Anwartschaftsversicherung
Dormancy / Reservation Insurance
Updated: 4 May 2026
An Anwartschaftsversicherung is a dormancy contract that freezes your PKV status during a gap, typically a move abroad, a sabbatical, or a short stretch back in the GKV. Your right to return is preserved without a new health assessment. Two variants: small (locks your health status) or large (locks health, entry age, and ageing provisions too).
Key facts
- Keeps your PKV return right without a new Gesundheitsprüfung (health assessment)
- Small (Kleine) variant: ~5-10 % of the normal premium, fixes health but not entry age
- Large (Große) variant: ~30-45 % of the normal premium, fixes health and entry age, ageing provisions keep building
- Switching between small and large is usually not possible after signing
- Alternative cover (local policy, Incoming-Versicherung, travel insurance) is needed during the dormancy
- Contractual basis: § 9 MB/KK and the insurer's specific tariff conditions
What is an Anwartschaftsversicherung?
An Anwartschaftsversicherung, a "dormancy" or "reservation" policy, lets you pause your PKV contract without losing the right to return. Your normal cover stops; in exchange for a reduced premium, the insurer promises to reinstate you later without a new health assessment. The dormancy is defined in § 9 of the standard MB/KK terms and detailed in each insurer's tariff conditions.
For expats, this is one of the most under-used tools in the PKV. A typical use case: a three-year assignment back in the UK, a sabbatical in another country, or a short stretch on statutory insurance (GKV) before coming back to the private system.
Two variants: Kleine and Große
There are two versions of the dormancy policy. You choose one at the start of the dormancy; switching between them later is usually not possible.
Kleine Anwartschaft ("small dormancy")
• What it preserves: your health status at the time of pausing. When you reactivate, the insurer does not re-assess your health.
• What it does not preserve: the ageing provisions (Altersrückstellungen) that your premium would normally be building. When you come back, your premium is calculated at your current age, not the age you paused at.
• Typical cost: around 5-10 % of the normal premium.
• When it fits: short gaps, sabbaticals, postings of up to about two years.
Große Anwartschaft ("large dormancy")
• What it preserves: your health status and your entry age. Ageing provisions keep being built during the pause.
• Effect on return: when you reactivate, your premium is essentially what it would have been if you had never left.
• Typical cost: around 30-45 % of the normal premium.
• When it fits: longer gaps, multi-year expat assignments, extended family phases, planned returns after five or more years.
You are not covered during the dormancy
The most important thing to understand: during an Anwartschaftsversicherung, you have no active health insurance in Germany. The dormancy only holds your place in the queue. You need parallel cover wherever you actually live, a local health insurance policy abroad, an Incoming-Versicherung for a return to Germany, or travel cover for shorter stretches.

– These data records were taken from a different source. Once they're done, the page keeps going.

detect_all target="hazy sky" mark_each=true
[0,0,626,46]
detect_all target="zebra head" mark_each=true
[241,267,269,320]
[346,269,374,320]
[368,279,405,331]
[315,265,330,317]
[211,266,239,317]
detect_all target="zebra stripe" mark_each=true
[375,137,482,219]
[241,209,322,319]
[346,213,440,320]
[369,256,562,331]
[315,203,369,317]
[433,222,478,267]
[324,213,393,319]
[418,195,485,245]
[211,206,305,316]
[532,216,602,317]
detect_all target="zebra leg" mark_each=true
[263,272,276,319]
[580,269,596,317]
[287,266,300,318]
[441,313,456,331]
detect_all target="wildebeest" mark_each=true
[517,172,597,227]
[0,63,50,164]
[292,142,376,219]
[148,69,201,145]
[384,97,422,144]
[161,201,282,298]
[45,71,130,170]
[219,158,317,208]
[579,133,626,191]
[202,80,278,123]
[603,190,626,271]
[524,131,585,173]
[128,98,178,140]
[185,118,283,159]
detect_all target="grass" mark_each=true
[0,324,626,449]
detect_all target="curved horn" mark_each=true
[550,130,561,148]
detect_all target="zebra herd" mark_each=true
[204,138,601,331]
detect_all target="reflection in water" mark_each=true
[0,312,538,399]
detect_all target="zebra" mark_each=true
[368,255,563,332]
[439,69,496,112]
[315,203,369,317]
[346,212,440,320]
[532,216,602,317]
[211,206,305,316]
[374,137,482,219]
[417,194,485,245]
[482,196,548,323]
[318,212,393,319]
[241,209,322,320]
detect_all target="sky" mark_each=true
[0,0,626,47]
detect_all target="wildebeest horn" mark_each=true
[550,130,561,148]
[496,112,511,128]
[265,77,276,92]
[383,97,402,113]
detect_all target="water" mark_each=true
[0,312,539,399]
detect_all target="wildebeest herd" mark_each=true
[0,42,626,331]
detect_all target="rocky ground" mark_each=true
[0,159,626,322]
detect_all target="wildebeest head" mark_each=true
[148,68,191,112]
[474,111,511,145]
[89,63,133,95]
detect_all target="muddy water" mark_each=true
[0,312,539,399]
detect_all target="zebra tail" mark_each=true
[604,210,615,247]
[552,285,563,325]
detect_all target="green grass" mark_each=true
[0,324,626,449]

During an Anwartschaft you are not insured. Arrange alternative cover, local statutory insurance abroad, an Incoming-Versicherung, or an expat plan, before the dormancy starts. A gap in cover can block your return to the PKV entirely.
Why it matters for expats
A common scenario: an expat moves back home for a four-year posting, cancels the PKV to save money, then tries to re-enter Germany years later. Without a dormancy, the insurer treats them as a new applicant, full Gesundheitsprüfung at their current age, possibly with surcharges or a rejection. A Große Anwartschaft would have frozen the original entry age and health profile, and the premium on return would have been much closer to continuity.
Before any long move abroad, ask a broker to quote both variants against your expected time away. The monthly cost of a Große Anwartschaft over five years is almost always less than the premium surcharges you would face returning as a new applicant in your fifties.